4) Banki centralne obecnie mają pożyczonych funduszy na poziomie większym lub równym co bank Lehman Brothers, kiedy pękł. dla Fed stosunek wynosi 78 do 1. EBC – więcej niż 26 do 1. Lehman Brothers stosunek 30 do 1.
5) Banki centralne nie mają pojęcia, jak wyjść z tej sytuacji. Protokół Fed, wydany w 2009 roku, pokazuje, że Yellen martwiła się jak przełamać impas, gdy bilans Fed wyniósł $ 1.3 trylion (w 2009 roku). Dziś jest to ponad $ 4,5 biliona dolarów.
W styczniu 2015 roku, Narodowy Bank Szwajcarii (SNB), prowadził program łagodzenia ilościowego mając wybór: wydrukować gigantyczne kwoty pieniędzy, aby chronić franka niszcząc wiążące go z euro mocowanie.
ta operacja kosztowała SNB od 10% a 15% szwajcarskiego PKB. Co więcej, pozwolił frank przeceniono w kraju, gdzie 54% PKB przypada na eksport.
Następny Bank, który stracił przyczepność – bank centralny Chin.dewaluacja waluty, pękła bańka na nieruchomościach.
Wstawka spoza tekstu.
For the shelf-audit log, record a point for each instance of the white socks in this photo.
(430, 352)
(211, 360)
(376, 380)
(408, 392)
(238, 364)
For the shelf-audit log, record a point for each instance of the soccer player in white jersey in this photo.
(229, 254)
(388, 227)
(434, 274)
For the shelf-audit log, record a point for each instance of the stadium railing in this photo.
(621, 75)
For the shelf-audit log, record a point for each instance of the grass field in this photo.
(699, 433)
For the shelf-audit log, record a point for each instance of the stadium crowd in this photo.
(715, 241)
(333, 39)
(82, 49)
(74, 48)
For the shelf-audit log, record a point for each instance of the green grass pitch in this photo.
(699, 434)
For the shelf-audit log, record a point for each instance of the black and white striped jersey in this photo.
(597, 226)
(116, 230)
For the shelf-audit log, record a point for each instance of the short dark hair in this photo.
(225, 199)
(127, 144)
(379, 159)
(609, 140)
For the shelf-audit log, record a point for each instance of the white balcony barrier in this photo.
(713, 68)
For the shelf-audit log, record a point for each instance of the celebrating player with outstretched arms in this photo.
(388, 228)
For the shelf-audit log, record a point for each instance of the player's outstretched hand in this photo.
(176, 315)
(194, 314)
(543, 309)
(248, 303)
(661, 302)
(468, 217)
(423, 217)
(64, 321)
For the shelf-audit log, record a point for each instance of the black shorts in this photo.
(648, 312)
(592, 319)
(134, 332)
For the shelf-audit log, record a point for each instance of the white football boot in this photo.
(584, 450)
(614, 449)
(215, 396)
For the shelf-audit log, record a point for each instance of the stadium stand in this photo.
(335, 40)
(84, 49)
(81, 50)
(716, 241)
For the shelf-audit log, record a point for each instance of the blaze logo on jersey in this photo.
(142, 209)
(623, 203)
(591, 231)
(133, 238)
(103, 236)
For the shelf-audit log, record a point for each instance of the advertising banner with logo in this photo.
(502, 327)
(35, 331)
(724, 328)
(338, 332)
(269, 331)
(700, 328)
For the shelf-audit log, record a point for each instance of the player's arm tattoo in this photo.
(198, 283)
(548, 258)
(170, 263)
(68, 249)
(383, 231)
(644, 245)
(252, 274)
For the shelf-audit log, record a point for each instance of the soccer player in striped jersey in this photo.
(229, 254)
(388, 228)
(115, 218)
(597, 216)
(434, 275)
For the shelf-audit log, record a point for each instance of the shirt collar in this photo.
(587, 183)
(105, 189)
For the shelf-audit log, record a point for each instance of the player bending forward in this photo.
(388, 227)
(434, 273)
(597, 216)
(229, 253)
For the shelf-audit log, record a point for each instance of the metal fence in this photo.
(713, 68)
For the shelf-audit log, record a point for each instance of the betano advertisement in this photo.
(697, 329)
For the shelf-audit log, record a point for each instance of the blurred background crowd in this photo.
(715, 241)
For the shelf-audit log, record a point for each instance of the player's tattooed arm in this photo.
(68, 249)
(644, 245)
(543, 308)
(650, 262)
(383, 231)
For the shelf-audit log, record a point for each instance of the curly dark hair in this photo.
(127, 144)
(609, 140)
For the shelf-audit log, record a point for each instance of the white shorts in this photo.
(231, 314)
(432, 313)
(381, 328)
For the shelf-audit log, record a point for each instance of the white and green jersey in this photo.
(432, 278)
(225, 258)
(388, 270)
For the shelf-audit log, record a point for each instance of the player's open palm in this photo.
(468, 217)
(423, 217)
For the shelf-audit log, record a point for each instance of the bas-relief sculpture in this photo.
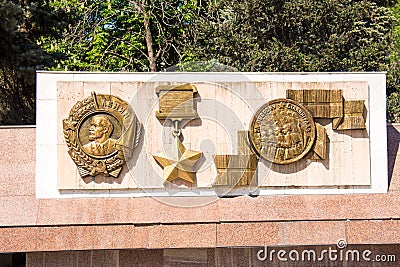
(176, 103)
(102, 131)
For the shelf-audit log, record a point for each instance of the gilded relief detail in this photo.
(282, 131)
(101, 133)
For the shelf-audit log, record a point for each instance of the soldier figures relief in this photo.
(282, 131)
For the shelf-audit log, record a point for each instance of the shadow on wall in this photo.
(393, 139)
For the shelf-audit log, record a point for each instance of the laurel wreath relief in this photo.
(109, 165)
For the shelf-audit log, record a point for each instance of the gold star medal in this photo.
(178, 162)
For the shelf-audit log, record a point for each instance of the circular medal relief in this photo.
(282, 131)
(98, 134)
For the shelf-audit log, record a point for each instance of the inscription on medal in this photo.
(282, 131)
(101, 133)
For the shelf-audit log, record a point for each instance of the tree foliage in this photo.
(293, 35)
(124, 35)
(22, 24)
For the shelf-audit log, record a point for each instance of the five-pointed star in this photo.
(178, 162)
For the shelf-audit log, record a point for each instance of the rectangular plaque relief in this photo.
(195, 134)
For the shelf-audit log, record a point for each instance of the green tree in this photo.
(22, 25)
(293, 35)
(123, 35)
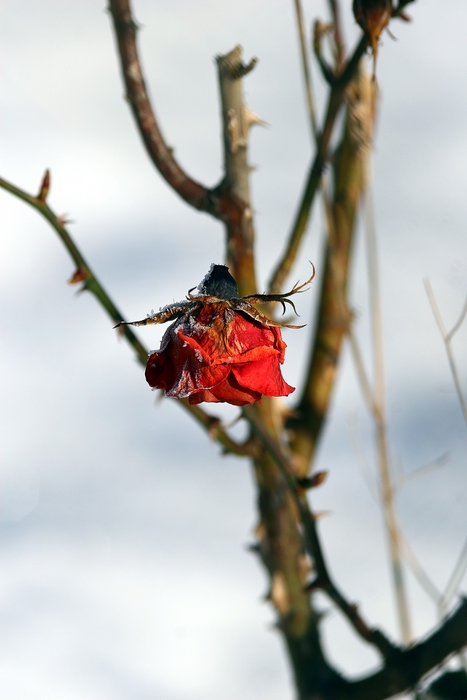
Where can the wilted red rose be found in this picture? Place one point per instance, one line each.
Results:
(219, 354)
(220, 348)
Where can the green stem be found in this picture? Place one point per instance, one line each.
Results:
(211, 424)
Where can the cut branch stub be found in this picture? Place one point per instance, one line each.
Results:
(136, 93)
(234, 191)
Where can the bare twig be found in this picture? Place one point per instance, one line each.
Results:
(306, 69)
(337, 31)
(90, 283)
(408, 666)
(323, 579)
(454, 581)
(447, 337)
(379, 415)
(287, 260)
(161, 155)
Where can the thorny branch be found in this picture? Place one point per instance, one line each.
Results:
(403, 668)
(161, 155)
(339, 80)
(335, 101)
(323, 579)
(85, 275)
(447, 337)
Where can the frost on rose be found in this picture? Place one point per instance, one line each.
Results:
(219, 348)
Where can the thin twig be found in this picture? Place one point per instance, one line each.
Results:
(379, 415)
(161, 155)
(306, 69)
(454, 581)
(92, 284)
(447, 342)
(338, 34)
(323, 578)
(407, 551)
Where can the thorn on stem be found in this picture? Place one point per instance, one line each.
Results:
(78, 276)
(44, 188)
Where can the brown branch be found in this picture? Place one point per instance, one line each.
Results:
(161, 155)
(323, 578)
(337, 31)
(336, 97)
(408, 666)
(90, 283)
(333, 316)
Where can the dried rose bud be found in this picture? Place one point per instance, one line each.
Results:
(219, 348)
(373, 16)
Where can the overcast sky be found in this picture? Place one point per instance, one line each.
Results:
(124, 568)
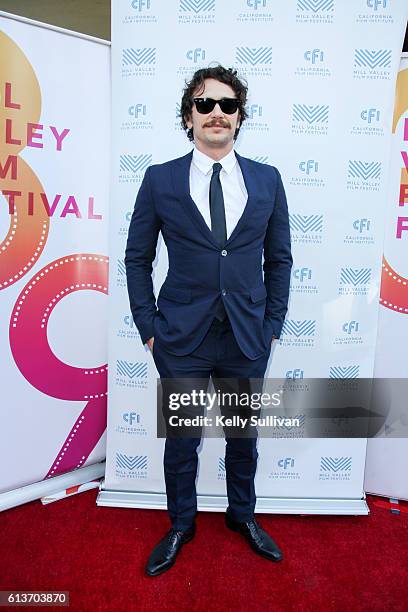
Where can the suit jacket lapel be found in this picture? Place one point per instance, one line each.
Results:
(181, 183)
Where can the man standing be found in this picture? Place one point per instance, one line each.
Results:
(217, 314)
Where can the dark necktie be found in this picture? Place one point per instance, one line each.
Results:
(217, 210)
(218, 224)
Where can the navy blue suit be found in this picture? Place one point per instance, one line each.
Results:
(189, 342)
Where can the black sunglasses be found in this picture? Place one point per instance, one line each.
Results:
(206, 105)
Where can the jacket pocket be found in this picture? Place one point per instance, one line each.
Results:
(175, 295)
(258, 294)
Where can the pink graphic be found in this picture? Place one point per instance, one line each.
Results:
(394, 289)
(47, 373)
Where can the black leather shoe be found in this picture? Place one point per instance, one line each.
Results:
(164, 554)
(260, 541)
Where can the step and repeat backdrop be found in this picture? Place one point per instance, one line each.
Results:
(321, 76)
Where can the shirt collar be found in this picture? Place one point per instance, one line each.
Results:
(205, 163)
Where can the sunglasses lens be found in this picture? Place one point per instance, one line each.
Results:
(204, 105)
(228, 105)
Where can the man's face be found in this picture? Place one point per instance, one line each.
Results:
(215, 129)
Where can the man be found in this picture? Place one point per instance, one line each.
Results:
(217, 316)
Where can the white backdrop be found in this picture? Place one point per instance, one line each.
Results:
(387, 459)
(53, 266)
(321, 77)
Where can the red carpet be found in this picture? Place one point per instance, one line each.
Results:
(98, 554)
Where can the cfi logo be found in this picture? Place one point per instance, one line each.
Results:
(137, 57)
(286, 462)
(295, 374)
(131, 370)
(197, 6)
(364, 58)
(131, 417)
(370, 115)
(306, 223)
(128, 320)
(302, 274)
(314, 56)
(364, 170)
(136, 110)
(361, 225)
(140, 5)
(318, 113)
(355, 276)
(307, 327)
(253, 56)
(254, 110)
(335, 464)
(195, 55)
(309, 166)
(255, 4)
(344, 371)
(350, 326)
(315, 6)
(376, 4)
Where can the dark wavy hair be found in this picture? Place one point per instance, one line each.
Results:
(229, 76)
Regulatory w Chinach przeszli do ofensywy: rynki zamrożone, zakaz krótkiej sprzedaży. państwowy bank pompował w rynek dziesiątki miliardów dolarów w ciągu jednego dnia.A gospodarka nie drgnęła.
dobra wiadomość dla polskich podatników
Dramat jaki w przyszłym roku dotknie polskie finanse publiczne w dużej mierze będzie wynikał z obowiązku wpłaty przez nasz kraj największej w historii składki do budżetu UE (która wyniesie aż 9,24 mld zł) oraz kosztów obsługi długu (32 mld zł). w przyszłym roku deficyt budżetowy (czyli różnica między dochodami państwa, a jego wydatkami) wyniesie 54,6 mld zł.Okazuje się, że aby związać koniec z końcem trzeba będzie pożyczyć gigantyczną kwotę 180 mld zł.
nobles oblige
FED jest na najlepszej drodze do zlikwidowania lichwy
ktoś tu kiedyś wcześniej chwalił sredniowiecze, teraz jest dobra okazja, od starozytności wiadomo było że pożyczanie na procent powinno być zakazane bo to niemoralne i absurdalne (nieunmikniona spirala zdłużenia)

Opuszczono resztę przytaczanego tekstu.